By Ariel Terrero
I have a friend who is irritated by the word ‘change’ as a denomination for the transformations begun in the Cuban economic model, already visible or announced in various fields and activities — in agriculture, in the investment strategy, in the decentralized financing rules for export sectors, in the salary systems …
Some of the modifications that promise to bear fruit soon can be seen in the ways state property in services to the public is managed. Already, experiments in the lease of barbershops, taxis and cafeterias have begun, or are being prepared.
But other changes are not that novel. Since the late 1990s, for example, the “Perfeccionamiento Empresarial” program has been in force, in an effort to modernize management rules for enterprises. But very early, its implementation lost momentum, due to the resistance, laziness, or sheer incapacity of many entities to adopt change.
Truth is, it’s not the first time — nor will it be the last — that the Revolution plunges into a process of “modernization of the Cuban economic model,” as President Raúl Castro put it before the national assembly in December.
What irritates me is not the word ‘change’, but the slowness of some changes. Although Raúl urged the deputies to avoid the risks of improvisation and haste, I don’t think that the slow speed obeys in all cases to cautiousness, which is recommendable in any act of government. Some of the announced modifications — such as straightening out the dual monetary system — and others that have already begun — such as the adjustments to gratuities and subsidies — will inevitably take time. These are not things that can be fixed with a pen stroke. They require a much more solid productive foundation than the one available today in Cuba.
But in the delay, I also perceive the ballast heaped on by those in charge of bringing one or another measure to port. I am talking about those in charge on all levels, because these are economic restructuring measures that cannot be accomplished simply by turning the central government helm. Their success depends on the participation and commitment of each work center, of each worker in the nation.
While some companies, for example, devote themselves with better aim and speed to introduce salaries in agreement with the results of work, in accordance with Resolution 9 of the Ministry of Labor, others falter, holed up behind a desk or stumbling over the obstacles of a planning process that does not achieve moving from paper to fact.
The transformations undertaken by agriculture are suffering such slowdown and wear and tear, as they clash with a distribution and retail system marked by nakedly bankrupt rules and regulations.

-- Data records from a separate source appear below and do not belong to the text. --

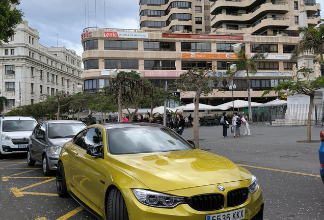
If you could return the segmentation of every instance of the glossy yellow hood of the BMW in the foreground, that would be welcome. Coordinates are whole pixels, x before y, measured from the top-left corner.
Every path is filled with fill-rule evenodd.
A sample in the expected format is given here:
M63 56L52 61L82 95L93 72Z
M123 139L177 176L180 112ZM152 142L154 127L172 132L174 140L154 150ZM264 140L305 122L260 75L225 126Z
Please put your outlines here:
M168 191L251 179L250 172L203 150L112 155L113 166L149 189Z

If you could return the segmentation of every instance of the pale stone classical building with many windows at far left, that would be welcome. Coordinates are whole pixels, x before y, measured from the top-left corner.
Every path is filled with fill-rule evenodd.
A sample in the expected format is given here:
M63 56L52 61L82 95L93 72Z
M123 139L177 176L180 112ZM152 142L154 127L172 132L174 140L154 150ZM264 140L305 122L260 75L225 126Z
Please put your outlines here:
M38 31L23 21L0 48L0 90L9 100L4 113L58 91L76 93L76 85L83 84L81 57L65 47L45 47L39 39Z

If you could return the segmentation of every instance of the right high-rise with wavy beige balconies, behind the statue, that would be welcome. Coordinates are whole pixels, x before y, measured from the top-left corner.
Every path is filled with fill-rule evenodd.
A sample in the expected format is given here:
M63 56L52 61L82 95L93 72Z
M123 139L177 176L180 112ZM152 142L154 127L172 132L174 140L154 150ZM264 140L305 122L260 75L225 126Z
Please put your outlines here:
M315 0L210 2L212 32L267 35L286 33L292 36L300 25L300 10L303 6L307 11L308 26L316 25L320 19L320 5Z

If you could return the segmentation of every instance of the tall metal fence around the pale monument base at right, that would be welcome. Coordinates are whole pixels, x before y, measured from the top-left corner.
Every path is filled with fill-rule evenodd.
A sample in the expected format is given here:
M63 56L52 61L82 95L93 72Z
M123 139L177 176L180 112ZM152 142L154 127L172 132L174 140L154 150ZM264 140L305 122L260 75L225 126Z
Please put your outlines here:
M268 126L305 126L309 104L287 104L252 108L253 124ZM322 124L322 104L314 104L311 124Z

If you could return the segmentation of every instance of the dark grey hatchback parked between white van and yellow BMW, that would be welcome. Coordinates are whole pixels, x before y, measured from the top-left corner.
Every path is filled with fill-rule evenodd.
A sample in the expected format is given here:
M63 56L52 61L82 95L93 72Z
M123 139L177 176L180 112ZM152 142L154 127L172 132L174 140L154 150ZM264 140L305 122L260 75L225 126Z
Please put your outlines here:
M87 125L81 121L53 120L38 123L30 136L27 163L34 166L36 161L43 164L43 173L50 175L57 170L62 146Z

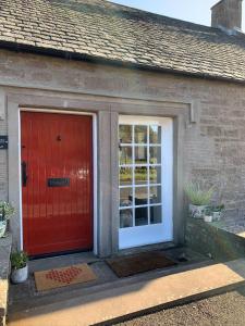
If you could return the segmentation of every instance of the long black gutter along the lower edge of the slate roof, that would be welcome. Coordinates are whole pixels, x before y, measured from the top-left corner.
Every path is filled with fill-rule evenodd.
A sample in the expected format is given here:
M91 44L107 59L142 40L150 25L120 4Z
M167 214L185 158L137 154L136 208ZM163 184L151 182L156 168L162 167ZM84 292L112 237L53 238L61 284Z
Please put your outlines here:
M208 80L220 80L220 82L229 82L229 83L245 85L245 79L236 79L232 77L223 77L223 76L215 76L215 75L212 76L210 74L205 74L205 73L189 73L189 72L174 70L174 68L163 68L156 65L145 65L140 63L123 62L120 60L112 60L112 59L106 59L101 57L89 55L89 54L82 54L77 52L63 51L53 48L42 48L42 47L36 47L32 45L23 45L23 43L17 43L12 41L0 40L0 49L11 50L15 52L41 54L41 55L61 58L66 60L85 61L95 64L112 65L112 66L126 67L132 70L166 73L166 74L173 74L173 75L185 76L185 77L187 76L187 77L201 78Z

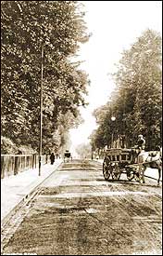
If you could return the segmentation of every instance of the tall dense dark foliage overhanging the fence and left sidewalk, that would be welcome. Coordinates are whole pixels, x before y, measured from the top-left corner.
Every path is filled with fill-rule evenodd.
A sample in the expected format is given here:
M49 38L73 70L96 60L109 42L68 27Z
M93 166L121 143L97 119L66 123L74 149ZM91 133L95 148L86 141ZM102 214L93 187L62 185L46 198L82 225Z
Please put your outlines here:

The change in the Cuban economic model must put in line an inefficient, bureaucratic-administrative management system that excessively centralized decision-making and, therefore, tended to dilute the responsibility of each economic actor. The state, as I heard a minister say recently, has functioned like the country’s big store, to which ministries and companies flock to ask for their ration, without considering costs nor yielding benefits to the nation in many cases.
If I understand well what’s happening, these concepts and practices have begun to change. The country evolves towards a model that seeks a more real commitment of each functionary and worker with economic objectives within reach, with gradual decentralization of administration and decision-making and, above all, with a decentralization of responsibility, which has long been one of the most feeble elements in the functioning of the Cuban economy.
The most evident evidence of this weakness is the tendency to spend without considering the availability of resources, or worse, to spend on investments and purchases that won’t yield revenues in reasonable time and quantity. This perturbs practically nobody, particularly those involved, nor does it have repercussions on salaries.
We are forced into a rectification not only by the severe limitation of resources the country is facing today, caused by the combination of global economic crisis, U.S. blockade, and internal inefficiencies. The compass points that way, I believe, most of all to find a sustainable way towards development.
Far from abandoning the political mark of the Revolution, this change will move the nation closer to a model of economic rationality. Without such a model, socialism is painfully unsustainable, no matter how pretty its social justice principles are.
This is the translation of a column by Ariel Terrero, published on the Cuba Profunda blog, a forum created by official Cuba in response to the opposition blogger phenomenon, which carries opinion pieces by official journalists. Terrero, information director at Bohemia magazine, is known for his frank economic commentary on Cuban state TV.